The same goes for his most recent book, The Pleasures and Sorrows of Work. I read it over the last weekend and found it quite enjoyable, although once again the inclusion of photographs really helped it along. In the book he examines a number of different professions, but he doesn't so much investigate them as he ruminates on them, and sometimes from afar.* (In a chapter seemingly about transmission engineering, electricity, and the structure and construction of electric line pylons, he describes the work from the somewhat removed vantage point of walking along a trail of pylons across southeast England with a pylon installer and enthusiast, describing less the actual process of pylon installation than the willingness of human beings to ignore such fundamentally basic and important structures in their lives and surroundings.)
I don't know that this is an author I'd like to have a conversation with (he seems a bit prickly sometimes**) and sometimes I did get the feeling he's in love with the sound of his own voice, as when he describes his experiences at an aviation conference:
"At the stand of the world's second-largest engine manufacturer, I spent some minutes observing an unusually attractive young saleswoman with shoulder-length chestnut hair, dressed in a beige suit, who was biting the nail of her left index finger and crossing her slender legs whilst leaning against a large fan blade. She was not the first of her type I had seen that day, but something about her appearance left me thoughtful. I had until then believed that the vendors' frequent and deliberate reliance on feminine appeal was merely a vulgar stratagem intended to win over airline executives, through an implicit suggestion that a purchase might bring them closer to intimacy with a sales agent. Now I began to see the matter differently: it seemed obvious that no order, however lucrative, would actually render these women available to buyers, so their presence on the stands took on a more poignant and commercially effective dimension. Their real function was to serve as a reminder of the unavailability of beauty to an overwhelmingly male, middle-aged and harried-looking base of customers..."
I just don't know about all that. And it seemed to take a long time for de Botton to say. But overall? The subject matter and the photographs still won the day; the chapter on accountancy was a wonder to behold, and I simply love all books about work, the way only someone who really tries to avoid work at all costs can.
*Except for his chapter on tuna fishing, which is alarmingly in-depth. If you like tuna (and by this I mean, like having it in a sandwich) and you want to keep on liking tuna, I would suggest not reading the tuna chapter.

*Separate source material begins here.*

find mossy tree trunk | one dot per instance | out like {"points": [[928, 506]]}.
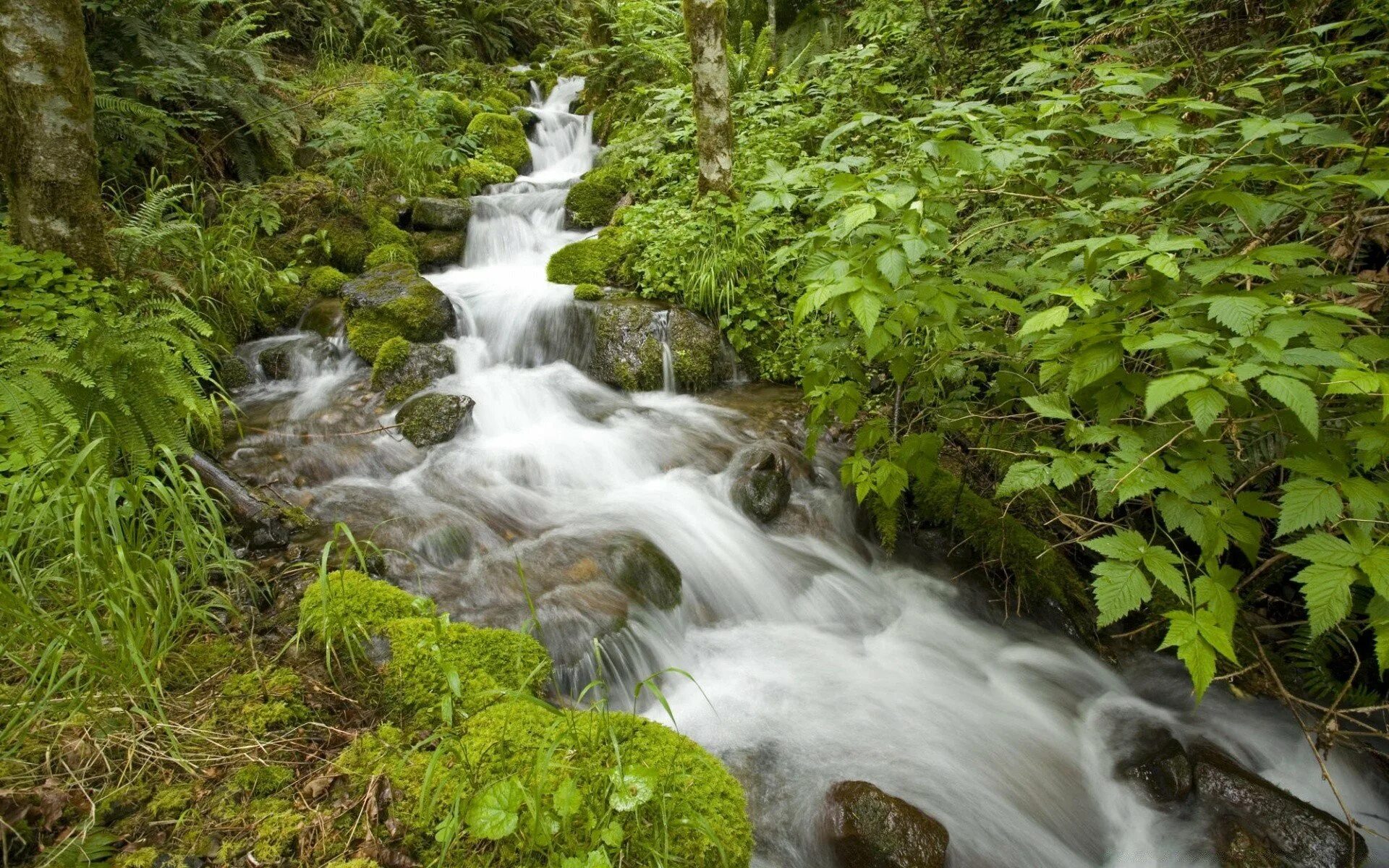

**Although I was a bit tickled that he told a reviewer who gave this book a less than sparkling review "I will hate you till the day I die and wish you nothing but ill will in every career move you make." There he was able to get something said with remarkable economy of words! Reviewers of course have the right to actually review books, and authors have the right to respond, so his prickliness doesn't really bother me here.